Now that space travel is a possible reality for us, or at least for those who can afford it, some doubts arise. We answer here the main ones.

1 – Who can go to space?

Virtually anyone can go. The only point is to be able to pay the ticket. According to Blue Origin, travelers can withstand three times the pull of gravity for two minutes on the way up and five and a half times for a few seconds on the way down. And anyone who wants to go into space has to measure between 1.52 and 1.95 meters and weigh between 50 and 101 kilos.

According to Elon Musk, founder of SpaceX, most people can travel on his company’s spacecraft. “If you can handle going on a roller coaster, you should be able to fly Dragon,” he said.

Virgin Galatic has no physical requirements for its future travelers. “We will completely prepare each astronaut, according to a program of medical check-ups and training suitable for each one”, informed the company’s website.

2 – How much does it cost?

The price of the trip depends. For example, flying to the International Space Station for a week on an Axiom Space-authorized flight costs $55 million per person. A portion of that exorbitant amount goes to NASA, which charges $10 million a week for private astronauts. In addition to lower rates of two thousand dollars for food.

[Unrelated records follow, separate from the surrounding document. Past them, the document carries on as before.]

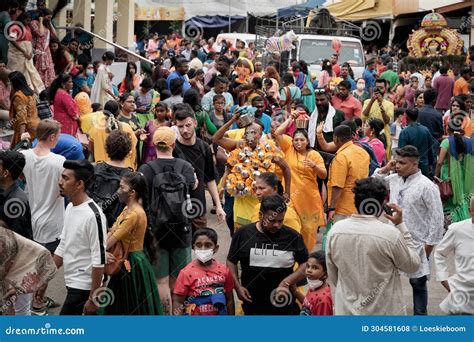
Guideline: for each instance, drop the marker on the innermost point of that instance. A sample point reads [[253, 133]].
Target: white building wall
[[427, 5]]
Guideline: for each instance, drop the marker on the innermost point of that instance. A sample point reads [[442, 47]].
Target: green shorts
[[171, 261]]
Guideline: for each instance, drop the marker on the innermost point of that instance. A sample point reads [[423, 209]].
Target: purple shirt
[[444, 86]]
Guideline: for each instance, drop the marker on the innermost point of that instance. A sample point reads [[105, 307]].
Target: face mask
[[314, 284], [204, 255]]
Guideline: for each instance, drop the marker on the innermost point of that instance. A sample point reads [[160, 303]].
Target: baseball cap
[[164, 135]]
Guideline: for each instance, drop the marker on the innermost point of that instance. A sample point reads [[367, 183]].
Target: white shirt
[[364, 257], [83, 243], [422, 212], [459, 239], [47, 206]]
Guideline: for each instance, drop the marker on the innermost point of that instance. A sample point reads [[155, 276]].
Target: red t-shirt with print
[[318, 302], [198, 280]]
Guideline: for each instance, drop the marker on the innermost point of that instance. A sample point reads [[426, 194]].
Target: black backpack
[[104, 191], [169, 198], [374, 164]]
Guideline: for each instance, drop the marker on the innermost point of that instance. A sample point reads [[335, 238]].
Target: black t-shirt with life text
[[199, 156], [266, 259]]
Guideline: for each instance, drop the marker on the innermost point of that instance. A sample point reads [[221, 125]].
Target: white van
[[314, 48], [232, 37]]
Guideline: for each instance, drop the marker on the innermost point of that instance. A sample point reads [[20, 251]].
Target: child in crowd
[[204, 287], [44, 110], [318, 300], [162, 116], [97, 107], [396, 127]]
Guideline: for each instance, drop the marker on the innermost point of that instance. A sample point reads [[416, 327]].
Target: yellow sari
[[304, 190]]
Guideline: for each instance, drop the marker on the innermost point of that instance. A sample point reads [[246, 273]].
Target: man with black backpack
[[108, 174], [169, 183], [198, 153]]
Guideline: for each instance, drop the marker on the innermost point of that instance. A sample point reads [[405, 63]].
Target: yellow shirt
[[236, 134], [90, 120], [351, 163], [291, 220], [130, 228], [98, 135], [375, 113]]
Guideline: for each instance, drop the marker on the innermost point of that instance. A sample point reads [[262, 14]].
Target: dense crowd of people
[[109, 181]]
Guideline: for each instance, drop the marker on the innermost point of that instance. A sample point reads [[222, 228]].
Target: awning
[[149, 10], [454, 7], [215, 21], [361, 9], [300, 9]]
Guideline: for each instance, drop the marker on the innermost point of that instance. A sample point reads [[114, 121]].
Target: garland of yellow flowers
[[246, 165]]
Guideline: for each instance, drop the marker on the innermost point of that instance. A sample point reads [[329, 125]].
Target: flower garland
[[247, 165]]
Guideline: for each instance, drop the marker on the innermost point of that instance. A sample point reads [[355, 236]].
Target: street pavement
[[436, 292]]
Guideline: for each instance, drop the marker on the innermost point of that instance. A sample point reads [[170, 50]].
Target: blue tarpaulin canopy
[[300, 9], [215, 21]]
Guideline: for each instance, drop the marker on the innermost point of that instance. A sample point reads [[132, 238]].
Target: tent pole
[[229, 17]]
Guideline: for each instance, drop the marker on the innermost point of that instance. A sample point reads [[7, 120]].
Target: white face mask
[[314, 284], [204, 255]]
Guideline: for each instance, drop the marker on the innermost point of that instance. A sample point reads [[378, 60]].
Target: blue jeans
[[420, 295]]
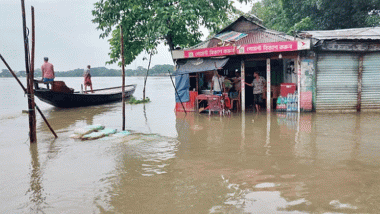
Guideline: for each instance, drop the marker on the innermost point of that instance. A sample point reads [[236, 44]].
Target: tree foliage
[[292, 16], [146, 23]]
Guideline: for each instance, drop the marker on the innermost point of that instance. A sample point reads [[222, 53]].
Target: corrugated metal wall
[[371, 81], [337, 81]]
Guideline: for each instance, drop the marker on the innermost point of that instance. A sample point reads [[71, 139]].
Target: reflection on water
[[36, 190], [63, 118], [243, 163]]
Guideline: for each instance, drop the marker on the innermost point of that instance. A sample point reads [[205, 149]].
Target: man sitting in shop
[[259, 87], [236, 81], [217, 83]]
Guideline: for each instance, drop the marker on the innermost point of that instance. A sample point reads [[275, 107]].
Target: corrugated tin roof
[[370, 33], [230, 36], [256, 36]]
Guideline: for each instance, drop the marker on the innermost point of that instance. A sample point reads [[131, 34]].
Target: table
[[214, 102]]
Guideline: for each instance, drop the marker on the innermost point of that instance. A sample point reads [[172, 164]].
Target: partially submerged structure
[[347, 64], [332, 70]]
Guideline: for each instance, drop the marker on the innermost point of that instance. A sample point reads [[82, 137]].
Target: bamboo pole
[[25, 91], [269, 98], [31, 76], [31, 112], [123, 75]]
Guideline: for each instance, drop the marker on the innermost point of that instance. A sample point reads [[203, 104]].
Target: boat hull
[[70, 100]]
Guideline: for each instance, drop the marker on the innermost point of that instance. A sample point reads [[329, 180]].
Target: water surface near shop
[[173, 163]]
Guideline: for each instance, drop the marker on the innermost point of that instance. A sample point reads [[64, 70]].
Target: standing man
[[217, 83], [87, 79], [259, 86], [47, 71]]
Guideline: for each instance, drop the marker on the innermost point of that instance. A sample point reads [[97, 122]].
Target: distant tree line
[[157, 70]]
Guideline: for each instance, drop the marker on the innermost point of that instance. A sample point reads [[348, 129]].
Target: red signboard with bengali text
[[210, 52], [248, 49], [267, 47]]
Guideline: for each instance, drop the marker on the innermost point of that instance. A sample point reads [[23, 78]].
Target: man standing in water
[[47, 71], [259, 86]]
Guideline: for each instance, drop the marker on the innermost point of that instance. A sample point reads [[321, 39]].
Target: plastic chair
[[237, 100], [214, 104]]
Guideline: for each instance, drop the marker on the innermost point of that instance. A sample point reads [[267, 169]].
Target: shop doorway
[[278, 76]]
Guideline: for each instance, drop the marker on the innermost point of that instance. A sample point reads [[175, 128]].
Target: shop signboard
[[273, 47], [246, 49]]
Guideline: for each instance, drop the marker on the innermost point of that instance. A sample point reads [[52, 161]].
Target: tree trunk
[[146, 77]]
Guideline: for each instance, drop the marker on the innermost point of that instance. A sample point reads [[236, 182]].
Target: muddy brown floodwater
[[177, 163]]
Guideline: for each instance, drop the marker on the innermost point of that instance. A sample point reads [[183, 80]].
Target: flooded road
[[177, 163]]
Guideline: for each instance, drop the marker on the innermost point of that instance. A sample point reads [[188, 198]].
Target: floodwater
[[178, 163]]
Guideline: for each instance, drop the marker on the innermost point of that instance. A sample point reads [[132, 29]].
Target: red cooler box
[[287, 88]]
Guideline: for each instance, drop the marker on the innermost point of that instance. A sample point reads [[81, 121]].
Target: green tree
[[292, 16], [146, 23]]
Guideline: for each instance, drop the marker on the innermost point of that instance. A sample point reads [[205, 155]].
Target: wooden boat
[[61, 96]]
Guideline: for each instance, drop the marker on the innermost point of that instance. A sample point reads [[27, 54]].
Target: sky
[[64, 33]]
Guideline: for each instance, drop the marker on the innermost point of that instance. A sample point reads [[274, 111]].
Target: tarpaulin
[[182, 84]]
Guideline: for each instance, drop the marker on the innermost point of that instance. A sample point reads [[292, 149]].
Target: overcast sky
[[64, 33]]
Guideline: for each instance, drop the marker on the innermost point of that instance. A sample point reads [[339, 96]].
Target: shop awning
[[199, 65]]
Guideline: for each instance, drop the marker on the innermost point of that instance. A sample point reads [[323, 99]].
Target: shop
[[347, 66], [238, 51]]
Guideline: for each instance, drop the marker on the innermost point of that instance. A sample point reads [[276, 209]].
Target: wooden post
[[360, 81], [29, 86], [32, 111], [242, 75], [123, 75], [298, 64], [269, 98], [25, 91]]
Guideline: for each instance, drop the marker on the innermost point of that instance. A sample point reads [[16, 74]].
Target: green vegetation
[[147, 23], [291, 16], [132, 100], [157, 70]]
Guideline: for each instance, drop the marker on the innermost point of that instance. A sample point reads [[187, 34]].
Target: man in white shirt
[[217, 83]]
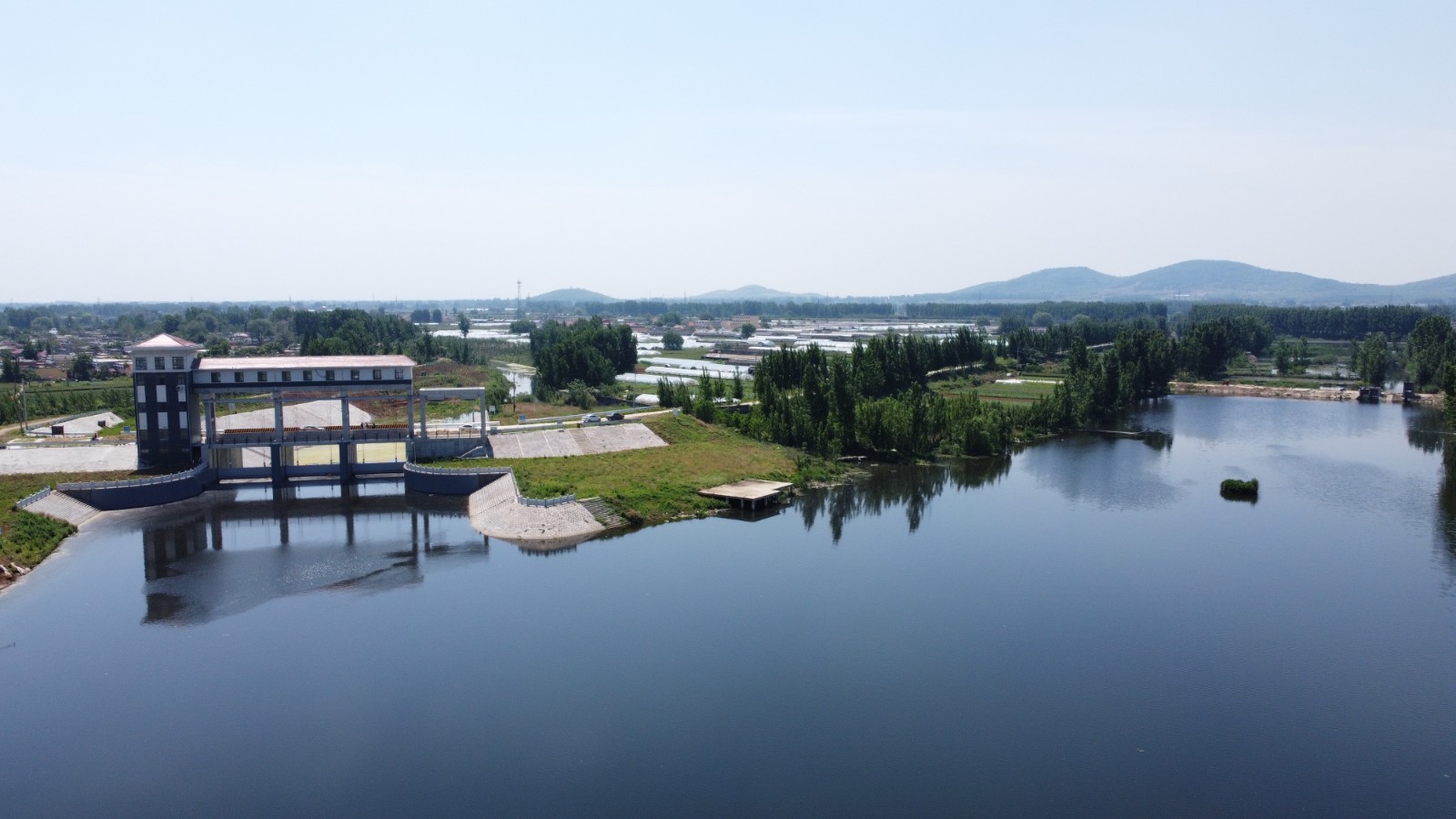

The Virgin Galactic ticket cost $250,000 for people to experience a few minutes of microgravity. However, the company said that when ticket sales reopen, the price will increase.

Blue Origin has not announced its prices. However, the auction for a seat aboard New Shepard ended with a final bid of $28 million.

3 – What kind of training do you need?

Fortunately, the training needed to travel as a tourist is not similar to what NASA astronauts do. According to the Blue Origin website, training for their flights takes just one day. The day before the launch, you will learn everything you need to know to have your astronaut experience”, he informed.

For Virgin Galactic, the goal is to give its future astronauts “an incomparably safe and accessible journey into space without the need for prior experience or training and preparation.” And for that, they will have a three-day training at Spaceport America in New Mexico. There, they “will undergo a medical triage and flight preparation process, such as training in the use of communication systems, flight protocols, emergency procedures and training with the G-force.”

Axiom Space, which has a much more ambitious mission traveling to the International Space Station and staying there for a week, has a 17-week training run at facilities that are managed by NASA.